Background: Dairy foods have been shown to improve bone mineral density (BMD) in non-Hispanic whites. Puerto Rican adults have a higher prevalence of osteoporosis and vitamin D deficiency than non-Hispanic whites. However, there is little understanding of lifestyle influences on bone in this population. Objective: The aim of this study was to examine associations of dairy intakes with BMD among adults from the Boston Puerto Rican Osteoporosis Study with and without adequate serum vitamin D status. Methods: A total of 904 participants in this cross-sectional analysis provided dietary intakes with a culturally tailored food-frequency questionnaire. Dairy food groups were calculated [total dairy, modified dairy (without cream or dairy desserts), fluid dairy (milk + yogurt), cheese, yogurt, and cream and desserts]. BMD (grams per centimeter squared) was measured using dual-energy X-ray absorptiometry. Vitamin D status was defined as sufficient (serum 25-hydroxyvitamin D [25(OH)D] ≥20 ng/mL) or insufficient (<20 ng/mL). General linear models were used to examine associations between dairy intake and BMD, stratified by vitamin D status. Results: Of the total sample, 73% were women, of whom 87% were postmenopausal.

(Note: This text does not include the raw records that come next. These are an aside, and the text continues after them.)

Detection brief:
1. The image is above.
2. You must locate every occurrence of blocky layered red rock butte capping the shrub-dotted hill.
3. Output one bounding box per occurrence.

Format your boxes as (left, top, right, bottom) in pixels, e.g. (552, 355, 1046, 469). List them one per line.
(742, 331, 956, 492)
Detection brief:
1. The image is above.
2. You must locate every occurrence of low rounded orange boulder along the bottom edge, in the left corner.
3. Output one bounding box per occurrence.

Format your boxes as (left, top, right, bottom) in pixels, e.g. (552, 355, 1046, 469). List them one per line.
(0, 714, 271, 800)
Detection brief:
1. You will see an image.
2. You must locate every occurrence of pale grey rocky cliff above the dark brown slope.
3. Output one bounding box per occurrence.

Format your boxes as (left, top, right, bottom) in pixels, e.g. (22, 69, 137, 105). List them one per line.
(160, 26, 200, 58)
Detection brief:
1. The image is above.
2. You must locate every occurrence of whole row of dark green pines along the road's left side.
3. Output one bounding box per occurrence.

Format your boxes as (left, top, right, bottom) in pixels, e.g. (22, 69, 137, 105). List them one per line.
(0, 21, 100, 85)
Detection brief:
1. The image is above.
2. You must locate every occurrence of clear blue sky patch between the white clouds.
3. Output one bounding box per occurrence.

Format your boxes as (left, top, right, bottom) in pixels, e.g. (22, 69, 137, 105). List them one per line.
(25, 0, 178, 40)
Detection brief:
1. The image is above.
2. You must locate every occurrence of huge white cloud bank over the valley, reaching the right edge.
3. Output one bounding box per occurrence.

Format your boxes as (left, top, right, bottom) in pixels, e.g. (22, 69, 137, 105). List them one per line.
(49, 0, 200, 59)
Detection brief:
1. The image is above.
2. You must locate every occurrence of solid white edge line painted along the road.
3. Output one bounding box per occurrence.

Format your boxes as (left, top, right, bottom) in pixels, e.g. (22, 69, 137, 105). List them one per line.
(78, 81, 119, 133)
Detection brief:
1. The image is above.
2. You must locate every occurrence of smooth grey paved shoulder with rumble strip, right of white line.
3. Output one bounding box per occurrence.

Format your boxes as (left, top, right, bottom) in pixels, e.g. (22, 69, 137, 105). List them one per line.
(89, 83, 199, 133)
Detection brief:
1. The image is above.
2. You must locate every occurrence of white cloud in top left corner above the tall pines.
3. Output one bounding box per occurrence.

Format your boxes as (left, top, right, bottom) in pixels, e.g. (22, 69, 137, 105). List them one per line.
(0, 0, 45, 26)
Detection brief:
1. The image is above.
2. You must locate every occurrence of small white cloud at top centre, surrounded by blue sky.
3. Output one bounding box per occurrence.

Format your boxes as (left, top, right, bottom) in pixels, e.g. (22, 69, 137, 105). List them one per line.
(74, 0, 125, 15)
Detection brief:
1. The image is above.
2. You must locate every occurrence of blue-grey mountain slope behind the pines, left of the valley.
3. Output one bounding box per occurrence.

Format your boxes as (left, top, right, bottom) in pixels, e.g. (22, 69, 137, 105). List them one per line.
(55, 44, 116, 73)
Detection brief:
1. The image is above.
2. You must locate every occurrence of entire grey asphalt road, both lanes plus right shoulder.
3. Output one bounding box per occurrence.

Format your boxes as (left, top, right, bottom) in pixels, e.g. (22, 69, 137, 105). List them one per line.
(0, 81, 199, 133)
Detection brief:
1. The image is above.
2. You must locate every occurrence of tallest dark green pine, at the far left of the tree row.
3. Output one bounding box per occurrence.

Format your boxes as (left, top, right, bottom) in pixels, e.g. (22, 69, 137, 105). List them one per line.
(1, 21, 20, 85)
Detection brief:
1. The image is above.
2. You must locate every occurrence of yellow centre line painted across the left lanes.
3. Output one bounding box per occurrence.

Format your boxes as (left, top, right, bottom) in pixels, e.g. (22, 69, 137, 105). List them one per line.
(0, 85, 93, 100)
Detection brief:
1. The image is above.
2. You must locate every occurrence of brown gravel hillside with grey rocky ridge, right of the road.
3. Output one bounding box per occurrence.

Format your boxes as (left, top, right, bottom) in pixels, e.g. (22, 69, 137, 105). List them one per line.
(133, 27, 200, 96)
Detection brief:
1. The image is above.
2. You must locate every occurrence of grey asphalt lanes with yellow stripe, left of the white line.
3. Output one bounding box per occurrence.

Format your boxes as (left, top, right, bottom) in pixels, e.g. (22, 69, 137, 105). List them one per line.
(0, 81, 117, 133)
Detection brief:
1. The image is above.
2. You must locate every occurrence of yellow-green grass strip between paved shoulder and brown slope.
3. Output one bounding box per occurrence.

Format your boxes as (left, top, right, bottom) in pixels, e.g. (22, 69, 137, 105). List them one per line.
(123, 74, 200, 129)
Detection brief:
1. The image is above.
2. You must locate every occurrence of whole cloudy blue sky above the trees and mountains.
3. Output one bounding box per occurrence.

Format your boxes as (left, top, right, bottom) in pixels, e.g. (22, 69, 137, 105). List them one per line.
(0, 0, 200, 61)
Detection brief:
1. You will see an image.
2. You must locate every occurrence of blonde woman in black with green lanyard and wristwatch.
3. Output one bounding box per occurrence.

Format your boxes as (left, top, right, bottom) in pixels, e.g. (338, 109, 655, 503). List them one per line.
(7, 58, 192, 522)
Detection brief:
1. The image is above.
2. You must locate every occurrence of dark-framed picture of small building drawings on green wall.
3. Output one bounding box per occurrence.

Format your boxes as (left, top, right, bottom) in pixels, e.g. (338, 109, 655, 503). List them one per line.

Mean ± SD age was 60.0 ± 7.6 y and mean ± SD body mass index (kg/m2) was 32.3 ± 6.6. Mean serum 25(OH)D (range: 4-48 ng/mL) was 14.3 ± 3.6 ng/mL in insufficient individuals and 26.0 ± 5.5 ng/mL in sufficient individuals. In the full sample, higher intakes of modified dairy foods (β = 0.0015, P = 0.02) and milk (β = 0.0018, P = 0.04) were associated with higher femoral neck (FN) BMD. Among those who were vitamin D sufficient, higher intakes of total dairy (P = 0.03-0.07), fluid dairy (P = 0.01-0.05), and milk (P = 0.02-0.09) were significantly related to higher FN and lumbar spine BMD, respectively. Among vitamin D-insufficientparticipants, dairy intakes were not associated with BMD (P-range = 0.11-0.94). Conclusions: Dairy food intakes were associated with higher BMD among adults, particularly those with sufficient vitamin D status. Future studies should confirm findings longitudinally and assess culturally acceptable lifestyle interventions to improve bone health among Hispanic adults. This trial was registered at clinicaltrials.gov as NCT01231958.